Birds can be messy eaters, throwing food all over the place, and leaving droppings behind, all of which can harbour germs and bacteria. Dirty bird tables can also attract rats and other vermin that carry diseases which can be harmful to both birds and humans.
Apart from being a potential health hazard, a well-maintained bird table will look better and will last longer outdoors.
How often you need to clean your bird table will depend on a number of factors including how many birds visit your table, the weather, and whether you have attracted any unwanted visitors.
At the end of each day remove any leftover food.
Sweep under the table and pick up anything that could attract rodents.
If you have a very busy bird table, or it has been very hot or wet, you may need to do a deep clean more regularly.
Remove any uneaten food and debris from the bird table. Use a stiff brush to clear away droppings or food and seeds that have hardened and stuck to the table.
If you have any bird table accessories such as feeders, seed trays, or hooks, remove these and wash them separately. You should be able to put plastic and metal bird feeders in the dishwasher but check the manufacturer’s instructions first.
In a bucket or washing-up bowl mix a weak solution of one part bleach to ten parts warm water. Alternatively, you can use washing-up liquid or a specially-formulated cleaner that’s safe for birds.
Using the brush, apply the bleach solution all over the bird table. Pay extra attention to the feeding platform and roof giving them a good scrub, and make sure the bleach gets into any crevices or grooves which may harbour bacteria.
Once the table is clean, rinse it thoroughly to remove any traces of bleach.
Spray the table with a pet-friendly antibacterial spray to get rid of anything you might have missed.
Leave the table somewhere to dry to prevent mould or mildew from forming.
Clean the area around the table. Use the bleach solution to clean decks and patios, and rake lawns to dislodge any buried food or seeds that could germinate and sprout.
When the bird table is dry, replace the accessories and restock it with food.
It is best to carry out an annual once-over of your bird table in late summer or early autumn while the weather is still relatively dry and before peak feeding season gets going.
Before you begin, clean your bird table and leave it somewhere to dry.
Sand down any rough areas and check for sharp edges, loose joints, or splinters that could injure birds. Tighten and replace screws if necessary.
If you have a bird table with a thatched roof, birds may have taken some of the straw for their nests so you may need to replace it or patch it up.
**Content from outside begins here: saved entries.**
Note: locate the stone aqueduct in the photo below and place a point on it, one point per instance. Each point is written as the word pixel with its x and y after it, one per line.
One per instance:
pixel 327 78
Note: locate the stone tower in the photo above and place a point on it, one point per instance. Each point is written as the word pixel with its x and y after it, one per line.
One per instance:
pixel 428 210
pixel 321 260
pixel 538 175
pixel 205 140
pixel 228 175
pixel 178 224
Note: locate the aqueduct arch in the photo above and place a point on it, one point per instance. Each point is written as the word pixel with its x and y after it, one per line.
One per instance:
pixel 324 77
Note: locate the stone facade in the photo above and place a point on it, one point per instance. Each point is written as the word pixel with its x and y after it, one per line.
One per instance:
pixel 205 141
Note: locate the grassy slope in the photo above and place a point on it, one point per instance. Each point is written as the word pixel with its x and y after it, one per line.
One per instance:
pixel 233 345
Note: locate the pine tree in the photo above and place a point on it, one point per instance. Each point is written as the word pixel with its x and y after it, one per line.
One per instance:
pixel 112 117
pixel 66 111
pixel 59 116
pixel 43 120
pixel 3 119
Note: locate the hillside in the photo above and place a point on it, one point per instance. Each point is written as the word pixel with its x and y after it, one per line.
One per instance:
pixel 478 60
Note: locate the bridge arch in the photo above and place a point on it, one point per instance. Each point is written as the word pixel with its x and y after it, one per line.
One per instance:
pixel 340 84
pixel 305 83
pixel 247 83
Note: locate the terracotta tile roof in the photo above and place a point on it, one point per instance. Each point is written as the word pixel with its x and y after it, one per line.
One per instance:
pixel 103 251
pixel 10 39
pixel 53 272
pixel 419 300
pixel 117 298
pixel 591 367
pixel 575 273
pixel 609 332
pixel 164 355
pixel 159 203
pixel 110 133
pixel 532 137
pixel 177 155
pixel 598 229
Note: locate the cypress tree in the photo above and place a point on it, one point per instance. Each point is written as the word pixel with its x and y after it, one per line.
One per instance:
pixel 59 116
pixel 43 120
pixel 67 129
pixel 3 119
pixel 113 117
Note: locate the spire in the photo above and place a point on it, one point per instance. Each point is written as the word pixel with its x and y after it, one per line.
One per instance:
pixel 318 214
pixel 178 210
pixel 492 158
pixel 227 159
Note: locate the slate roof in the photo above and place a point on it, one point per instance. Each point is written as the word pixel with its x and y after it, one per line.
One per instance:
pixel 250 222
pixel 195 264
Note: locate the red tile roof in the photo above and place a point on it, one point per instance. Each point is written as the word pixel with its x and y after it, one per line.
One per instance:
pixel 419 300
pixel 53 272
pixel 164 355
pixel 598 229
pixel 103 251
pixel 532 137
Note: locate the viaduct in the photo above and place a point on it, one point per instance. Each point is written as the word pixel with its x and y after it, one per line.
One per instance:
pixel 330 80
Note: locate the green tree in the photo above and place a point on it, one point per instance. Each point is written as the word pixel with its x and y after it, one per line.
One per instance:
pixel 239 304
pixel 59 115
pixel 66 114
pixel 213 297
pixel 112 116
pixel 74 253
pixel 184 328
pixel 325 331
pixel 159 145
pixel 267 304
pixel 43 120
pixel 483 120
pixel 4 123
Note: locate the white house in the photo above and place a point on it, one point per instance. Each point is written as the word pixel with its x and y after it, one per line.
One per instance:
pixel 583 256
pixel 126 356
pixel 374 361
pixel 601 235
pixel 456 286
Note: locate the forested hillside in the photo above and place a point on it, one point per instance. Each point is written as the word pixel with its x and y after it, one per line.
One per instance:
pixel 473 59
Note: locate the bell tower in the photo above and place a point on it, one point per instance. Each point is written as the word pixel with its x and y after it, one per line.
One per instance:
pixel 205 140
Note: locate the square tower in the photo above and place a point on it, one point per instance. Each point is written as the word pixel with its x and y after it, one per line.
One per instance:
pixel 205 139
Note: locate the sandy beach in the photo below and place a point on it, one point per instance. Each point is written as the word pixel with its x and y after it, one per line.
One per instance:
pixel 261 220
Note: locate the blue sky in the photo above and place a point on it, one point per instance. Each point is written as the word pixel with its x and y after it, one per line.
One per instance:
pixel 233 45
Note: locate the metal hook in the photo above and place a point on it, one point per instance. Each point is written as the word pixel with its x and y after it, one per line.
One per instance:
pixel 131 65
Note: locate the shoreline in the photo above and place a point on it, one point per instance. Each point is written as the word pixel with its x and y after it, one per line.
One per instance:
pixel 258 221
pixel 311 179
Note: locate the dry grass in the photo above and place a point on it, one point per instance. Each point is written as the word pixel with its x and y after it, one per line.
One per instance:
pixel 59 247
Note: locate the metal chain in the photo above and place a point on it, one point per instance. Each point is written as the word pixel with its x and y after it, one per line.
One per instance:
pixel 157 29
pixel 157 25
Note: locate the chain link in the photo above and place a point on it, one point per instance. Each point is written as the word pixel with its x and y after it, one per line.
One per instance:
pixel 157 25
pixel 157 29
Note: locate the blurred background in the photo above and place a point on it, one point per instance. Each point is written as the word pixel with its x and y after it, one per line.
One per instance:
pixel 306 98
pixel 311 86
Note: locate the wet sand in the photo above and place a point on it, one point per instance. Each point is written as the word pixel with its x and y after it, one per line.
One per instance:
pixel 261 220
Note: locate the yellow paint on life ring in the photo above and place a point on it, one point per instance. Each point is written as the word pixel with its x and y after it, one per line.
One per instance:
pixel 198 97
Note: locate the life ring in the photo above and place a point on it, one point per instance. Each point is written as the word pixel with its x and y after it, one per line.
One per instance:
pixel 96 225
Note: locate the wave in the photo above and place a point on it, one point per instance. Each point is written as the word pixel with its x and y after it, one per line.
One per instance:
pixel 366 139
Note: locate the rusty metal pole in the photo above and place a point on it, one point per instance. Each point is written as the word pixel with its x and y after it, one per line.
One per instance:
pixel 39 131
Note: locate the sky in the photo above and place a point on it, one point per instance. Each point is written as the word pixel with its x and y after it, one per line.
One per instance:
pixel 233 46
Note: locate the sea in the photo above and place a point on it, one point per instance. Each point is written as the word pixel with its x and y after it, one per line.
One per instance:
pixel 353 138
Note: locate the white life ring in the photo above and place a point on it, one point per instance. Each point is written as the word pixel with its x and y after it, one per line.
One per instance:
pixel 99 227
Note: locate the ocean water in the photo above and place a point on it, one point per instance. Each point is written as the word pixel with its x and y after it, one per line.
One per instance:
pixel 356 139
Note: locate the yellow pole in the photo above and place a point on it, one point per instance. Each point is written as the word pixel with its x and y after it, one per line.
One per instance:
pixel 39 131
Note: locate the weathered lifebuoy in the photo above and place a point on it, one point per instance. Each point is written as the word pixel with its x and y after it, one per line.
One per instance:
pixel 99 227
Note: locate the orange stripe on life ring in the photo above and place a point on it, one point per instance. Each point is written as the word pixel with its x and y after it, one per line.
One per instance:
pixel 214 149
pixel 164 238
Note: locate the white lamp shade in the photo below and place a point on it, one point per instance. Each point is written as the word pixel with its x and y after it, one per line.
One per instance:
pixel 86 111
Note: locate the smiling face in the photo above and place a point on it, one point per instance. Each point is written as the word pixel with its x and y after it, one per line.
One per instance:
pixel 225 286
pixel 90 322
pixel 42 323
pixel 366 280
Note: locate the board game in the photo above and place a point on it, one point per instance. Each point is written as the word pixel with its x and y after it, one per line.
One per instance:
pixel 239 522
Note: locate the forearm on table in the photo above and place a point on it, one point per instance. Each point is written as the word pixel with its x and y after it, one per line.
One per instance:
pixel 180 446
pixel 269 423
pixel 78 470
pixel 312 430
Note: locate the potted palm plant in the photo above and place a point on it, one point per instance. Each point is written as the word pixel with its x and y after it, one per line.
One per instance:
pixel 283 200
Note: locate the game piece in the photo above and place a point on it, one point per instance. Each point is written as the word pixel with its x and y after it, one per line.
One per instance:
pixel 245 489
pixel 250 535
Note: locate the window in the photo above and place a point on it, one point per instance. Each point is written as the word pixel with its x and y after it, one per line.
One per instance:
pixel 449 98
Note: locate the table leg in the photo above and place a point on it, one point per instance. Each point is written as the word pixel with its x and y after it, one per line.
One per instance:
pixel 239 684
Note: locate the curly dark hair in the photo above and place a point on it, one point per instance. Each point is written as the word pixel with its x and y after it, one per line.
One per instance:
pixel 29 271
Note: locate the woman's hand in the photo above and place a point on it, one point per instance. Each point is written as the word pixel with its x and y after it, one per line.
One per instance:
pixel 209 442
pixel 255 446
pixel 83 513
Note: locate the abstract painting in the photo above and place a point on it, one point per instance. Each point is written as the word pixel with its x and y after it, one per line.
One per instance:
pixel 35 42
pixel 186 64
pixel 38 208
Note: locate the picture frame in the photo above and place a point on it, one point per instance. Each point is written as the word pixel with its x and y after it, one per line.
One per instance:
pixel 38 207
For bird tables with slate roofs apply some slate oil using a clean paintbrush. This will help retain the slate’s natural beauty and provide resistance to water, spillages, and staining. If water is collecting under the slate seal any gaps with silicone to prevent long-term damage.
If your bird table has left a bare patch on your lawn now is the time to sow some quick-growing grass seed.
Although bird tables can be left untreated, they will last longer if you treat them. Choose a non-toxic water-based preservative or paint, and leave it to dry before restocking with food.
Your bird table won’t last forever so if it’s starting to show signs of rot or damage that’s beyond repair, you’ll need to replace it. However, with regular cleaning and routine maintenance, you can prolong its life, and your birds will be happier feeding in a healthy environment.